The day's activities will include a workshop led by David Furumoto, associate professor at the Department of Theatre and Drama and director of the upcoming performance of Narukami: the Thunder God, and will discuss kabuki performance and tradition. There will also be lectures by Charo D'Etcheverry, associate professor in the Department of East Asian Languages and Literature, on the literary traditions linking Narukami (originally performed in the eighteenth-century) to the renowned ninth-century female poet Ono no Komachi, and by Sarah Thal, associate professor in the Department of History, on the basics of Buddhism, Japanese esoteric mountain practices, and deities central to the play. There will be viewings of footage, both rare and easily available, related to Japanese theatrical traditions and the play Narukami in particular.
The workshop will also include special viewings of selected Japanese prints of one of the foremost collections in the nation, the E. B. Van Vleck Collection of the Chazen Museum of Art.
To facilitate discussion, participants would be expected to read the English translation of the play (to be found in Brandon, ed., Kabuki: Five Classic Plays, available in the basement textbook section of the University Bookstore, 771 State St.) before arriving at the workshop. The price of the book will be included in registration cost; after registering, the participant’s name will be forwarded to the bookstore for claim verification.

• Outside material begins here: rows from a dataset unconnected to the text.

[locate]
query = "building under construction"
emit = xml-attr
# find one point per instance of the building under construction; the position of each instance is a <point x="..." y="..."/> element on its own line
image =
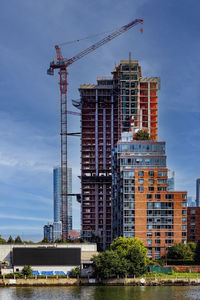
<point x="106" y="111"/>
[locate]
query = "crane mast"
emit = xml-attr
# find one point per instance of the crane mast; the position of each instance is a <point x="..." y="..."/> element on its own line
<point x="62" y="64"/>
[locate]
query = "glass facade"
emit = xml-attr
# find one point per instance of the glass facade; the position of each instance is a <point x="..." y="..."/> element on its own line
<point x="57" y="197"/>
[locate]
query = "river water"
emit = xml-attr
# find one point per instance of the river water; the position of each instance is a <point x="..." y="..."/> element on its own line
<point x="102" y="293"/>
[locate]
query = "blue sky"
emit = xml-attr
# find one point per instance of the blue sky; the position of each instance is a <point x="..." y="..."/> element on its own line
<point x="29" y="99"/>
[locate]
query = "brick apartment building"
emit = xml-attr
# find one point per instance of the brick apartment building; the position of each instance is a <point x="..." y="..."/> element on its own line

Academic credit (1 credit) is available as an option through the University of Wisconsin-Madison, although for an added cost.
Eligibility: This workshop is targeted towards K-16 in-service and pre-service teachers, as well as interested alumni.
Registration: $20 per person (includes cost of book, supplies, and ticket to performance, along with lunch and refreshments--tuition cost for credit options are not included). Registration deadline is Friday, January 15th, 2010. Registration is limited on a first come, first served basis; register early to ensure a place.
Offered by the Center for East Asian Studies at the University of Wisconsin-Madison.